Intervention de François Ruffin

Séance en hémicycle du mercredi 27 mai 2020 à 15h00
Transparence de l'information sur les produits agricoles et alimentaires — Discussion générale

Photo issue du site de l'Assemblée nationale ou de WikipediaFrançois Ruffin :

Nous voulons mettre des étiquettes. Allons-y – des étiquettes pour le pays d'origine du miel, pour l'origine de la bière et du vin, pour la provenance de la viande dans les restaurants, et des applications pour l'information des acheteurs ou la liste des ingrédients en cas d'achat en ligne ! Nous voterons pour sans chipoter.

Toutefois, je ne veux pas nourrir ici une illusion, celle de la démocratie par le caddie. J'entends souvent poser la question : « Agir comme citoyen ne commence-t-il pas par nos achats ? ». Le bulletin de vote serait remplacé par une liste de courses, avec, sur les emballages, des garanties sociales, des promesses de local : je n'y crois pas !

Dans un supermarché, le citoyen raisonne – c'est fatal, c'est normal – avec un porte-monnaie dans le cerveau. Il y a plus de vingt ans, Whirlpool délocalisait la production de ses lave-linge en Slovaquie. « Quelles solutions envisagez-vous ? », leur demandai-je à l'époque. « Nous plaçons beaucoup d'espoir dans le commerce équitable », me répondit un délégué, ajoutant : « Demain, l'éthique peut devenir un critère d'achat. Les gens mettront bien 300 francs de plus – on parlait encore en francs – pour un lave-linge fabriqué dans leur pays ».

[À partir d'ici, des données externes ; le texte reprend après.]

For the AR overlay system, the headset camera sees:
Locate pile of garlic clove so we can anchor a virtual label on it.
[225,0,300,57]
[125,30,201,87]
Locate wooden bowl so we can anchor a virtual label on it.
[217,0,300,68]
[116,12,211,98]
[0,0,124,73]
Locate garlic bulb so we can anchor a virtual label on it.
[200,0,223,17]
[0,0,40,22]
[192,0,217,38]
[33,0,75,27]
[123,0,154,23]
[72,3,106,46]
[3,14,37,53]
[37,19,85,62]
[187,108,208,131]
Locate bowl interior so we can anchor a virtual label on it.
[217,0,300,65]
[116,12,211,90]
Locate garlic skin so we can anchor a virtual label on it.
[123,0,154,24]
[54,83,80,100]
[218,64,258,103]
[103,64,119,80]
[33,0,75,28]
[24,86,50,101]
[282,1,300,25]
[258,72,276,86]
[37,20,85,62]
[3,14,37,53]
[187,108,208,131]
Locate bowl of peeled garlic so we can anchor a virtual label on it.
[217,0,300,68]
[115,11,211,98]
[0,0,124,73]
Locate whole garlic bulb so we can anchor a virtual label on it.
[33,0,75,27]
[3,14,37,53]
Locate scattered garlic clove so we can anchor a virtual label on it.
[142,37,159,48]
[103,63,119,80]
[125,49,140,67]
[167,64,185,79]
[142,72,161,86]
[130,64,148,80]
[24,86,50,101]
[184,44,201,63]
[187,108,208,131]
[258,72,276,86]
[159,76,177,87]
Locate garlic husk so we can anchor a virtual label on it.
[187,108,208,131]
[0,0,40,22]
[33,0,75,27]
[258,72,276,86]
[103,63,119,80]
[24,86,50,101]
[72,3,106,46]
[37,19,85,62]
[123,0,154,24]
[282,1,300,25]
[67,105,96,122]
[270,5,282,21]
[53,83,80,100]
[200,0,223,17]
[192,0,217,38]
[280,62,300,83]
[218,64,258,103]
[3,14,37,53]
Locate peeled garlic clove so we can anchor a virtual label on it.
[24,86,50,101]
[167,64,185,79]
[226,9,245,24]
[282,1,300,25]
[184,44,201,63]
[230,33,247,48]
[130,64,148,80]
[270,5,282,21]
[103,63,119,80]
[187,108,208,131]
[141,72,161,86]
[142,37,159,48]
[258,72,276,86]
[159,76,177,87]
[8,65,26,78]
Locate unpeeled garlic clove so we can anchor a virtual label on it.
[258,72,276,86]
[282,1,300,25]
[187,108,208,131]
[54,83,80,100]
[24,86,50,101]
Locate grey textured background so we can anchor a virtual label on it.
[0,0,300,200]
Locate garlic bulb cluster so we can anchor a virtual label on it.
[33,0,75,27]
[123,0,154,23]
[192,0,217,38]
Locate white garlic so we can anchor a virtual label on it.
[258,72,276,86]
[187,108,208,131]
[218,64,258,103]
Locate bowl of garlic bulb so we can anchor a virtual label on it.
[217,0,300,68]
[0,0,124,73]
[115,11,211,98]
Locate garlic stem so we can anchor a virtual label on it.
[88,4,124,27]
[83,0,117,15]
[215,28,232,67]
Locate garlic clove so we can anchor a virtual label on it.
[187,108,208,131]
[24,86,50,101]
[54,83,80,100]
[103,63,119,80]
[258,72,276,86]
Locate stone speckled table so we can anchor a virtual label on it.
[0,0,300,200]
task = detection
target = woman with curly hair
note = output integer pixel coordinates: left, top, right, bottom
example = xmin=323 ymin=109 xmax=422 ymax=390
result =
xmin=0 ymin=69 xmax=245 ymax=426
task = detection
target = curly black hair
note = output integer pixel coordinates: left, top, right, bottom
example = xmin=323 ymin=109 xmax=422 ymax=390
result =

J'étais jeune, mais cette réponse me navra. C'était mettre un pansement sur une plaie béante. La mondialisation produisait une hémorragie, et qu'allait-on faire ? Mettre une étiquette dessus. Le cynisme des consommateurs ne risquait pas de sauver l'industrie !

Le cynisme des consommateurs ne sauvera pas davantage l'agriculture. Monsieur le ministre, l'an dernier, lors d'une séance de questions sur la mise en oeuvre de la loi EGALIM – le texte dont nous débattons en est un peu la queue de comète – , vous prôniez la montée en gamme et la relocalisation. En même temps, vous ratifiiez les accords du CETA – Comprehensive Economic and Trade Agreement – avec le Canada. Vous disiez l'un et faisiez l'autre.

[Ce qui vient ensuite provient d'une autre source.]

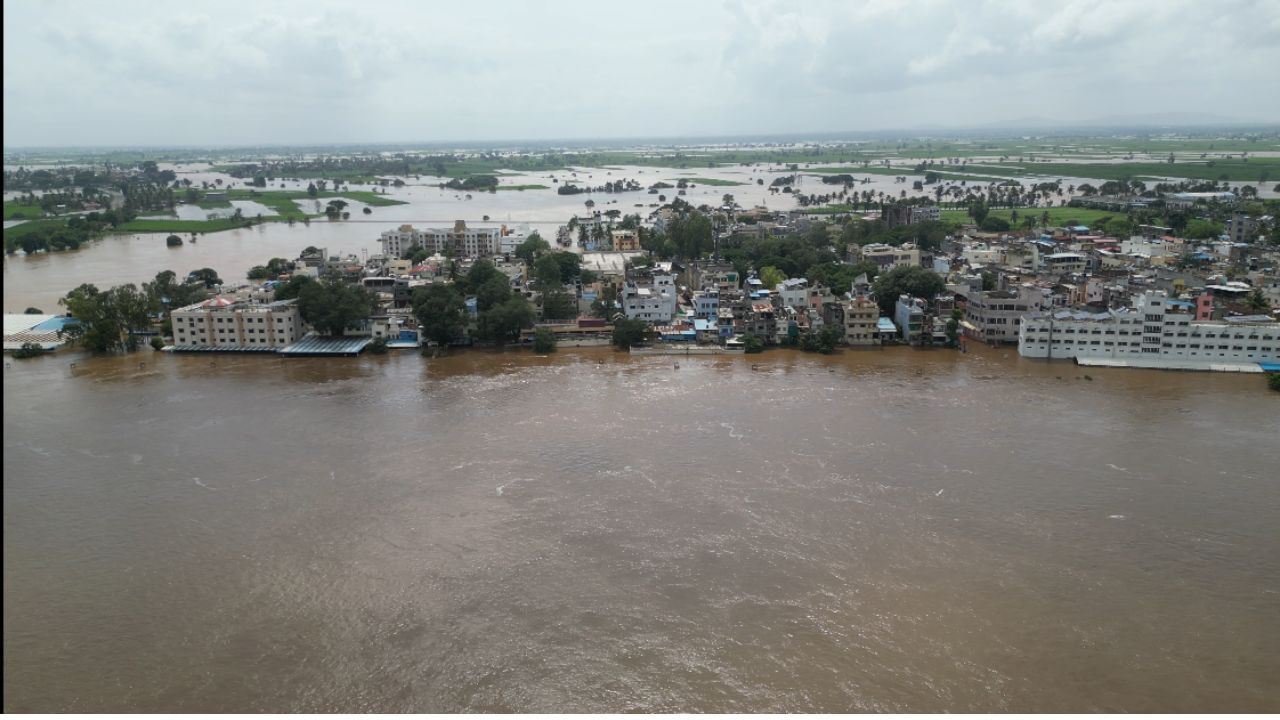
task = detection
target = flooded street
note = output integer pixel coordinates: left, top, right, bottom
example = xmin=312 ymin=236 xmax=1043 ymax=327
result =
xmin=4 ymin=345 xmax=1280 ymax=712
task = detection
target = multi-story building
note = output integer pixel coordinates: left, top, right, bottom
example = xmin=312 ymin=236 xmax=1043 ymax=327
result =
xmin=844 ymin=295 xmax=879 ymax=346
xmin=893 ymin=295 xmax=927 ymax=345
xmin=1018 ymin=291 xmax=1280 ymax=373
xmin=622 ymin=273 xmax=677 ymax=324
xmin=881 ymin=204 xmax=942 ymax=228
xmin=694 ymin=288 xmax=719 ymax=319
xmin=860 ymin=242 xmax=933 ymax=272
xmin=609 ymin=229 xmax=640 ymax=252
xmin=170 ymin=296 xmax=303 ymax=348
xmin=380 ymin=220 xmax=504 ymax=258
xmin=965 ymin=283 xmax=1048 ymax=342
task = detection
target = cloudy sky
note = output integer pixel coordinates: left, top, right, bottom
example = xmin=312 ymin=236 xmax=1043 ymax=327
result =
xmin=4 ymin=0 xmax=1280 ymax=147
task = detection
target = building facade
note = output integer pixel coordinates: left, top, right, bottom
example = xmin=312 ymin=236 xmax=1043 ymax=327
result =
xmin=1018 ymin=291 xmax=1280 ymax=373
xmin=379 ymin=220 xmax=504 ymax=258
xmin=170 ymin=297 xmax=305 ymax=348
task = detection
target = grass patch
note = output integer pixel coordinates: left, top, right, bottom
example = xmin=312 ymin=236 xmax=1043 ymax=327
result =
xmin=4 ymin=218 xmax=67 ymax=238
xmin=941 ymin=208 xmax=1125 ymax=229
xmin=114 ymin=218 xmax=252 ymax=233
xmin=4 ymin=200 xmax=49 ymax=220
xmin=993 ymin=158 xmax=1280 ymax=183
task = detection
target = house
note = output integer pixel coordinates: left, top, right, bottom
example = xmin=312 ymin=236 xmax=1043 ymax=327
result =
xmin=964 ymin=283 xmax=1048 ymax=342
xmin=893 ymin=295 xmax=928 ymax=345
xmin=170 ymin=296 xmax=303 ymax=350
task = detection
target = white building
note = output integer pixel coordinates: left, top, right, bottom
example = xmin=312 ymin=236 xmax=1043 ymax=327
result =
xmin=379 ymin=220 xmax=506 ymax=258
xmin=1018 ymin=291 xmax=1280 ymax=373
xmin=622 ymin=273 xmax=677 ymax=324
xmin=172 ymin=297 xmax=305 ymax=348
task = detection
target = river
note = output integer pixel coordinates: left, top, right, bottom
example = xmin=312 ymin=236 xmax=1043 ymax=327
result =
xmin=4 ymin=345 xmax=1280 ymax=712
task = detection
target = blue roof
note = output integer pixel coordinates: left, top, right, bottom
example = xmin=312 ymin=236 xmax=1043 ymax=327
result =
xmin=280 ymin=334 xmax=372 ymax=355
xmin=27 ymin=316 xmax=79 ymax=333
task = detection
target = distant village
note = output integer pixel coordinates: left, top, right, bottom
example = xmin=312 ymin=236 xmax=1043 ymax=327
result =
xmin=5 ymin=196 xmax=1280 ymax=372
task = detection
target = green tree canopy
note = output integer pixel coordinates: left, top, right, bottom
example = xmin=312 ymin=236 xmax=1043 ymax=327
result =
xmin=476 ymin=295 xmax=534 ymax=345
xmin=58 ymin=283 xmax=154 ymax=352
xmin=760 ymin=265 xmax=787 ymax=290
xmin=613 ymin=318 xmax=649 ymax=350
xmin=873 ymin=265 xmax=947 ymax=315
xmin=298 ymin=281 xmax=374 ymax=336
xmin=412 ymin=283 xmax=466 ymax=346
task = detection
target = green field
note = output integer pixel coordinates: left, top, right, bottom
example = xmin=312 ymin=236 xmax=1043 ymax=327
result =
xmin=4 ymin=218 xmax=67 ymax=240
xmin=671 ymin=178 xmax=751 ymax=187
xmin=941 ymin=208 xmax=1125 ymax=229
xmin=113 ymin=218 xmax=250 ymax=233
xmin=992 ymin=158 xmax=1280 ymax=183
xmin=4 ymin=200 xmax=47 ymax=220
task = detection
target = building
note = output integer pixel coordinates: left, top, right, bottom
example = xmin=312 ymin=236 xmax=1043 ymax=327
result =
xmin=609 ymin=229 xmax=640 ymax=252
xmin=882 ymin=204 xmax=942 ymax=228
xmin=1018 ymin=291 xmax=1280 ymax=373
xmin=622 ymin=273 xmax=678 ymax=324
xmin=860 ymin=242 xmax=932 ymax=273
xmin=964 ymin=284 xmax=1048 ymax=342
xmin=1226 ymin=213 xmax=1266 ymax=242
xmin=893 ymin=295 xmax=925 ymax=345
xmin=694 ymin=290 xmax=719 ymax=320
xmin=379 ymin=220 xmax=504 ymax=258
xmin=844 ymin=296 xmax=879 ymax=347
xmin=170 ymin=296 xmax=305 ymax=348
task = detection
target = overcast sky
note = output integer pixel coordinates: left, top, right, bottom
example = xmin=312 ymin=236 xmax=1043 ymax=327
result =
xmin=4 ymin=0 xmax=1280 ymax=147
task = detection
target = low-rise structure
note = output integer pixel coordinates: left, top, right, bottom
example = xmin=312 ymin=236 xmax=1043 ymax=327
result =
xmin=1018 ymin=291 xmax=1280 ymax=373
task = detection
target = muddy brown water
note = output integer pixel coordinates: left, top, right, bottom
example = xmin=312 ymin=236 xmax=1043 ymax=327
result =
xmin=4 ymin=348 xmax=1280 ymax=712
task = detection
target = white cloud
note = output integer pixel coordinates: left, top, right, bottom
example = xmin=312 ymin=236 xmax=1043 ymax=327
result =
xmin=4 ymin=0 xmax=1280 ymax=146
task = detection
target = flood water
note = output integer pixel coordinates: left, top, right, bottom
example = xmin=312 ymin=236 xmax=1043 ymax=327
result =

Votre « en même temps » continue aujourd'hui. Le Président de la République et le Gouvernement plaident désormais pour la souveraineté alimentaire et en même temps, l'Union européenne signe un accord de libre-échange avec le Mexique, ouvrant notre marché à 20 000 tonnes de viande bovine mexicaine auparavant interdite sur notre continent pour raison sanitaire.

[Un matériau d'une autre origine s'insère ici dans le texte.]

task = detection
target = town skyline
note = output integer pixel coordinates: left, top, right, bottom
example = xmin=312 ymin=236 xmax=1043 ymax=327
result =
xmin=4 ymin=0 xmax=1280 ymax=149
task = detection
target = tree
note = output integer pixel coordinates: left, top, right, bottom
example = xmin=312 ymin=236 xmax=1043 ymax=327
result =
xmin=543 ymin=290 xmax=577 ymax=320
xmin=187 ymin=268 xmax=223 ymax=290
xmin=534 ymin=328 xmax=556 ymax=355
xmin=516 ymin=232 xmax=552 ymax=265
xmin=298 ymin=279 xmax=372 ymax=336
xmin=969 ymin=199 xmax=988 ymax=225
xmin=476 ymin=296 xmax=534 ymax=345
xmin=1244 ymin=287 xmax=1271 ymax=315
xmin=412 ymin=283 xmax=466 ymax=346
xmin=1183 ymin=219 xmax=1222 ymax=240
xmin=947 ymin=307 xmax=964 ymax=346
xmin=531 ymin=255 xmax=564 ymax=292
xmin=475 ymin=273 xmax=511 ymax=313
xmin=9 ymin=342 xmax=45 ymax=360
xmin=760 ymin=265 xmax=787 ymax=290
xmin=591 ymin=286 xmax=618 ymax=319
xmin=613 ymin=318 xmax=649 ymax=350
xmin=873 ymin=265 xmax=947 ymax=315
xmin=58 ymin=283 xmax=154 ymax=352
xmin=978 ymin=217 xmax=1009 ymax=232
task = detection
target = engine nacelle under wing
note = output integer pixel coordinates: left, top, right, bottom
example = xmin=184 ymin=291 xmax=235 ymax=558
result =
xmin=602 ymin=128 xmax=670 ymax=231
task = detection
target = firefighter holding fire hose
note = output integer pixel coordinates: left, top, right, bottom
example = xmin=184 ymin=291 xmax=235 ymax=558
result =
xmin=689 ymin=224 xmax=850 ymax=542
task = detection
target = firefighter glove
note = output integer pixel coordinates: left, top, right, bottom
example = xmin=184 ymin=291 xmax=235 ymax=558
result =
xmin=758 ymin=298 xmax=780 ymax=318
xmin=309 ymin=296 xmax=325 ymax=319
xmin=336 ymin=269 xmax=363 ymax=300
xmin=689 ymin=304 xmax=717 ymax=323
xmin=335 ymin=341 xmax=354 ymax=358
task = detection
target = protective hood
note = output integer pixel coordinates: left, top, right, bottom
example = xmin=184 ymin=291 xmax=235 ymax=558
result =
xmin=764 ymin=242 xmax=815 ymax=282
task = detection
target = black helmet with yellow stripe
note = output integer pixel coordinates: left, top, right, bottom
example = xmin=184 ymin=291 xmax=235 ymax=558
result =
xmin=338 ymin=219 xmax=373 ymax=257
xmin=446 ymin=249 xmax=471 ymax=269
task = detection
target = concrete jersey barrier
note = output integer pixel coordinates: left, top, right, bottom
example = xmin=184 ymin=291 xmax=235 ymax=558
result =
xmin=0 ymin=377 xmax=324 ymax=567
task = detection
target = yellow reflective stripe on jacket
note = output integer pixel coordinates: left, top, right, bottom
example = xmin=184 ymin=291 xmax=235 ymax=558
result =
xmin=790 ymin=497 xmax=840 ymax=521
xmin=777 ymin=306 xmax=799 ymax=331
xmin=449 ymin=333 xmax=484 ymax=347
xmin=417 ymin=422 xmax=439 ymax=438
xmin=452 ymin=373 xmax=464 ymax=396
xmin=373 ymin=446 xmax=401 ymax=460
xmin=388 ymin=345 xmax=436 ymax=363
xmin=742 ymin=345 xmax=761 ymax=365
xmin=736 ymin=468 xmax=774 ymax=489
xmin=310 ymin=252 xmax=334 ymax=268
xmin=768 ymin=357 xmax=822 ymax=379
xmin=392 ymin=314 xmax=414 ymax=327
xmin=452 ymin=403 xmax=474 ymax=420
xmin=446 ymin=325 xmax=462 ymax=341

Le cynisme des consommateurs sauvera encore moins la planète. Je vous le dis, je le dis aux ouvriers, aux paysans, aux habitants : à présent, c'est la régulation ou la mort. On l'a vue, on l'a vécue, la mort de notre industrie ! Notre grand pays s'en est trouvé lamentablement impuissant à fabriquer des masques et des surblouses pour ses soignants. On l'aura, si cela continue – avec la chute des cours du lait, du blé, du porc, qui mène à la misère, avec un agriculteur sur trois qui vit avec moins de 350 euros par mois, et avec un nombre de fermes divisé par deux en vingt ans – , la mort de l'agriculture !

Et la planète ? Nous fonçons dans le mur ! La mondialisation, dénoncée par Nicolas Hulot, et les traités de libre-échange sont à l'origine de toute la crise que nous vivons. Si nous ne nous y attaquons pas, cela ne sert à rien : ce n'est pas en installant trois éoliennes que nous y arriverons. Le président de la République lui-même l'a reconnu : c'est une folie ! Mais c'est une folie voulue, une folie organisée, une folie construite patiemment, comme une toile d'araignée, traité après traité.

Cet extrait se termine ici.